ISO 37001 requires a bribery risk assessment looking at country, sector, transaction, business opportunity, business partnership and organisational risks. The output drives the proportionate controls in the rest of the ABMS.

Bribery risk management

Bribery is a specific category of risk with its own legal framework, its own assessment methodology and its own ISO standard. ISO 37001 sets out anti-bribery management system requirements; the UK Bribery Act 2010 creates the legal duties; and risk-based thinking under any other ISO standard requires bribery risk to be considered where it is relevant.

For UK-based organisations and any organisation conducting business in the UK, the Bribery Act 2010 is the central legal framework. It creates four main offences - bribing another person, being bribed, bribing a foreign public official, and the corporate offence of failing to prevent bribery by associated persons. The corporate offence carries a strict liability standard with one defence: the organisation must have had adequate procedures in place to prevent bribery. The structured approach to bribery risk management is what evidences those adequate procedures.

Organisations operating internationally face additional regimes - the US Foreign Corrupt Practices Act, the French Sapin II law, and equivalent legislation in many other jurisdictions. The principles overlap considerably; the specifics vary.

What constitutes bribery risk

Bribery risk is the chance that someone associated with the organisation will offer, give, request or receive an undue advantage in connection with the organisation's business. The associated persons captured by the corporate offence include not just employees but agents, intermediaries, joint venture partners, suppliers and others performing services for or on behalf of the organisation.

The risk profile varies significantly by sector and geography.
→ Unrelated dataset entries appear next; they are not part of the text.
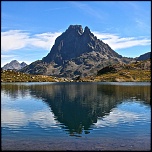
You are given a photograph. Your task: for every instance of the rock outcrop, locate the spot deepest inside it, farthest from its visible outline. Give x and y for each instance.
(14, 65)
(76, 52)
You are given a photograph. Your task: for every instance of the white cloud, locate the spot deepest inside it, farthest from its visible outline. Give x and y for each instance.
(17, 39)
(116, 42)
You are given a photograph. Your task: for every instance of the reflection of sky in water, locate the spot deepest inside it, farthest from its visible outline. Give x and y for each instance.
(24, 110)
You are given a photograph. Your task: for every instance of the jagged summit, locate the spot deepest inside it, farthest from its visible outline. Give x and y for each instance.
(14, 64)
(74, 42)
(76, 28)
(76, 52)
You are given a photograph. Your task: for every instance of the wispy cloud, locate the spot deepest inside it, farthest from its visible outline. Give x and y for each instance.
(89, 10)
(17, 39)
(116, 42)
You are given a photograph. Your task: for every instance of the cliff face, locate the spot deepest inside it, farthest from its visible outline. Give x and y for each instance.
(76, 52)
(74, 42)
(144, 56)
(14, 65)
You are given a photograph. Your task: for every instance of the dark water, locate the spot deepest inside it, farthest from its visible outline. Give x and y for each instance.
(75, 116)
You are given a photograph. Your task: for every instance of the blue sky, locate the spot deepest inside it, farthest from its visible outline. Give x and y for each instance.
(29, 28)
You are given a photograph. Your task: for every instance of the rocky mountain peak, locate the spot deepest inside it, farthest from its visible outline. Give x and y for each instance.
(14, 64)
(75, 29)
(76, 52)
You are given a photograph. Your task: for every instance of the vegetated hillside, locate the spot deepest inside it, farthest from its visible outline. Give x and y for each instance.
(137, 71)
(144, 56)
(76, 52)
(15, 65)
(13, 76)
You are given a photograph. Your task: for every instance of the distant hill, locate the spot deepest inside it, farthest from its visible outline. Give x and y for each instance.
(144, 56)
(14, 65)
(76, 52)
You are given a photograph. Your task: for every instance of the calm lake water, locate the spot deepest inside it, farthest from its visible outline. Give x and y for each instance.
(76, 116)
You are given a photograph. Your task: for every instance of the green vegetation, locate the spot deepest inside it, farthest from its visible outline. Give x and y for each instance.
(13, 76)
(139, 71)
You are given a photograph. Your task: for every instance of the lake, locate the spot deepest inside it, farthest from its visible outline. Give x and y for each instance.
(76, 116)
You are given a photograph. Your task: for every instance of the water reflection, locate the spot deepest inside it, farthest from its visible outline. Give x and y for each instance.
(76, 106)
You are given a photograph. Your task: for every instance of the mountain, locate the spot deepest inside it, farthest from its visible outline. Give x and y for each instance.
(144, 56)
(76, 52)
(14, 64)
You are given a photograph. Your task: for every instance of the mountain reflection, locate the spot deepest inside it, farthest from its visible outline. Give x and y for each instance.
(77, 106)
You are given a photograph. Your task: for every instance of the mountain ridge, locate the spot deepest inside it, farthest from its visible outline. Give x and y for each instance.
(15, 65)
(76, 52)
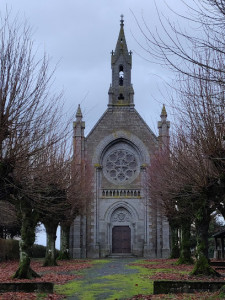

Higher-risk indicators include:

  • Operations in jurisdictions with weak governance or high corruption indices
  • Sectors with significant government interaction - defence, infrastructure, healthcare, energy, extractives
  • Use of agents, intermediaries or third-party representatives
  • Permits, licences, customs clearance, planning approvals or other regulatory interactions
  • Business cultures involving substantial gifts, hospitality or facilitation payments
  • Public procurement and large public-sector contracts
  • Joint ventures and minority interests where control is shared

Lower-risk indicators are not the same as zero risk. Even office-based UK service businesses encounter bribery risk through staff hospitality, supplier relationships, recruitment intermediaries and procurement decisions. The exercise is to look honestly at where exposure exists rather than to conclude exposure is nil because the headline activities seem clean.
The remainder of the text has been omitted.